When a New Jersey judge or jury convicts you of a criminal offense that is sexual in nature, you have an obligation to register as a sex offender with the state. Known as “Megan’s Law,” the law seeks to make it so that sex offenders feel the consequences of their convictions long after they take place.
According to Klaas Kids, Megan’s Law first took effect in 1994 and requires you to register as a sex offender after committing any number of different sex offenses.
What offenses fall under Megan’s Law
Megan’s Law requires that you must register as a sex offender in New Jersey if you received a conviction for sexual assault or aggravated sexual assault. You also must do so if convicted of aggravated criminal sexual contact or endangering the welfare of a child in a sexual manner.

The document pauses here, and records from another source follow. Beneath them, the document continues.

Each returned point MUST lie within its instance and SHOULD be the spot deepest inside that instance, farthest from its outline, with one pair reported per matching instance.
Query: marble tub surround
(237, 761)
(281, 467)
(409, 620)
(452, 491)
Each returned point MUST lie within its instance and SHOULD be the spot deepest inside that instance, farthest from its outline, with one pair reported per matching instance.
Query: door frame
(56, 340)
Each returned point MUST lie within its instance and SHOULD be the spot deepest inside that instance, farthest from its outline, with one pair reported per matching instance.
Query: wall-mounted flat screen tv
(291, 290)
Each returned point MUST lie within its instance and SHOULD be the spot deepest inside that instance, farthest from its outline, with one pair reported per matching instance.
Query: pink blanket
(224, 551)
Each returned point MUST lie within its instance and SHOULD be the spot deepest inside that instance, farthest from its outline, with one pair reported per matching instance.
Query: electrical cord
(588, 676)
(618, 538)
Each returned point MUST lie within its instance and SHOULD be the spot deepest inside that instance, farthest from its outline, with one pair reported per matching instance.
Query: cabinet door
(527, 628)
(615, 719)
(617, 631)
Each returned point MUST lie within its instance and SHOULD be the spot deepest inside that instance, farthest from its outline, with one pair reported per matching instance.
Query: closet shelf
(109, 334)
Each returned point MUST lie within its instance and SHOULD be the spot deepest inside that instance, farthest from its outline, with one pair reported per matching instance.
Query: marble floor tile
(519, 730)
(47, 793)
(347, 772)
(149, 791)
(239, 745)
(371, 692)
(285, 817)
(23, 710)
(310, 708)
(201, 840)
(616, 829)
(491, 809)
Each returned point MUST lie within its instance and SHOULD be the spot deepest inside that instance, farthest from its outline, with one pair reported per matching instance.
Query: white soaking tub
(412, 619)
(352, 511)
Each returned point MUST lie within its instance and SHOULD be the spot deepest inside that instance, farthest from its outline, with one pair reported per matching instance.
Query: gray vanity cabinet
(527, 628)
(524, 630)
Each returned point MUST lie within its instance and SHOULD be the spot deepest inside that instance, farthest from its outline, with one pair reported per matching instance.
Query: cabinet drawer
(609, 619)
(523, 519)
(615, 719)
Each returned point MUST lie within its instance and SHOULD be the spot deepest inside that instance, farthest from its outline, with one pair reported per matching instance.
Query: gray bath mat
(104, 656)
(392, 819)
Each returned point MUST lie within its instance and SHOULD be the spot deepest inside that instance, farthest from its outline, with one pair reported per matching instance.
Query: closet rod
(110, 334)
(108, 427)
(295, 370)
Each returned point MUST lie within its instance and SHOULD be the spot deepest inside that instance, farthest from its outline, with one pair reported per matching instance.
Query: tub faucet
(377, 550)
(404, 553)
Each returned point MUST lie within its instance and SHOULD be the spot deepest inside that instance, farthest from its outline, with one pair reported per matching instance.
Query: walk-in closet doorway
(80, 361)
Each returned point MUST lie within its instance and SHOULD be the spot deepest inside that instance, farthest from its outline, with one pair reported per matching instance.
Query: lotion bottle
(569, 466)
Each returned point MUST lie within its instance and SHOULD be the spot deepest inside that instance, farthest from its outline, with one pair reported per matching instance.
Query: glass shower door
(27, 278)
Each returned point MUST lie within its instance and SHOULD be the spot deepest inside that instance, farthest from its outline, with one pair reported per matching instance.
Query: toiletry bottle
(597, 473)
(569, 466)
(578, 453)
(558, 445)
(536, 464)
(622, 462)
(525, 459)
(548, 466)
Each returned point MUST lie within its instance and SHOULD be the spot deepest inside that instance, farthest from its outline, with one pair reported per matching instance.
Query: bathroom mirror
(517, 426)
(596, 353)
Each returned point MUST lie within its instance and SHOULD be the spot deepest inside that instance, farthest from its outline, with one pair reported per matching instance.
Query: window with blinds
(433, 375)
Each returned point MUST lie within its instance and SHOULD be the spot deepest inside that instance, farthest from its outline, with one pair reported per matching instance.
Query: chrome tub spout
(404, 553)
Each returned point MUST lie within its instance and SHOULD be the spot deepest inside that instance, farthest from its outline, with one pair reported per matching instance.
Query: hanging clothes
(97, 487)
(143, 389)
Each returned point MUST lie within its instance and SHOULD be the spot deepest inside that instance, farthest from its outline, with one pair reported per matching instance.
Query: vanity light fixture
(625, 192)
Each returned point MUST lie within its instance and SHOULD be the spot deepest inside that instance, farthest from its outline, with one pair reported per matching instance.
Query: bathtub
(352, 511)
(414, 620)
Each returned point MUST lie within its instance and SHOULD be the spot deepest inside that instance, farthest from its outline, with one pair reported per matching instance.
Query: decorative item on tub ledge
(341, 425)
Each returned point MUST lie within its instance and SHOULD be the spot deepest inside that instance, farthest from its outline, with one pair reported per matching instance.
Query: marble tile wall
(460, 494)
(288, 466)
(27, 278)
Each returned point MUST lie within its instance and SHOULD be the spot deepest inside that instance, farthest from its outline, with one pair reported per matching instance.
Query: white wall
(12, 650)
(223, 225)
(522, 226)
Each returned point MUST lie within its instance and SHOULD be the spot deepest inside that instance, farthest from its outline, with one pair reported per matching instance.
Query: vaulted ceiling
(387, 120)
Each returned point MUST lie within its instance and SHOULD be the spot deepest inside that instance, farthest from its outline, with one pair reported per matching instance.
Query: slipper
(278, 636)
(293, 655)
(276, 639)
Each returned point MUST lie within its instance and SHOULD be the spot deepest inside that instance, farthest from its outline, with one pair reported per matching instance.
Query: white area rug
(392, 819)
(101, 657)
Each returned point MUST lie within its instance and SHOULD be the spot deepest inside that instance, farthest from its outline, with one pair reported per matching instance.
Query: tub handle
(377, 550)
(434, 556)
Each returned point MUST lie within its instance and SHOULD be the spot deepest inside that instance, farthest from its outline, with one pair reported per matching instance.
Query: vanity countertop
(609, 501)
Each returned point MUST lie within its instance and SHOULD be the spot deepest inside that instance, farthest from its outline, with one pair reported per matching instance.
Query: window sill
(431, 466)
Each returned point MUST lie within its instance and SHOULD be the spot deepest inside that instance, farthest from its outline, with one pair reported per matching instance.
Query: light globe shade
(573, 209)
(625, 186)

Convictions for criminal restraint or false imprisonment also require you to register under Megan’s Law, among other sexually based offenses.
How long you have to register under Megan’s Law
Once a judge or jury hands down a conviction for a sexually based offense, you must register as a sex offender under Megan’s Law within a particular timeframe. You must register prior to your release from jail or prison and once the state places you on supervision. If you are coming from out of state and have a sex offense in your history, you must register as a sex offender within 10 days of arriving in the state. You also must do so 10 days before you change your address.
Failing to register as a sex offender under Megan’s Law may lead to a host of additional legal problems.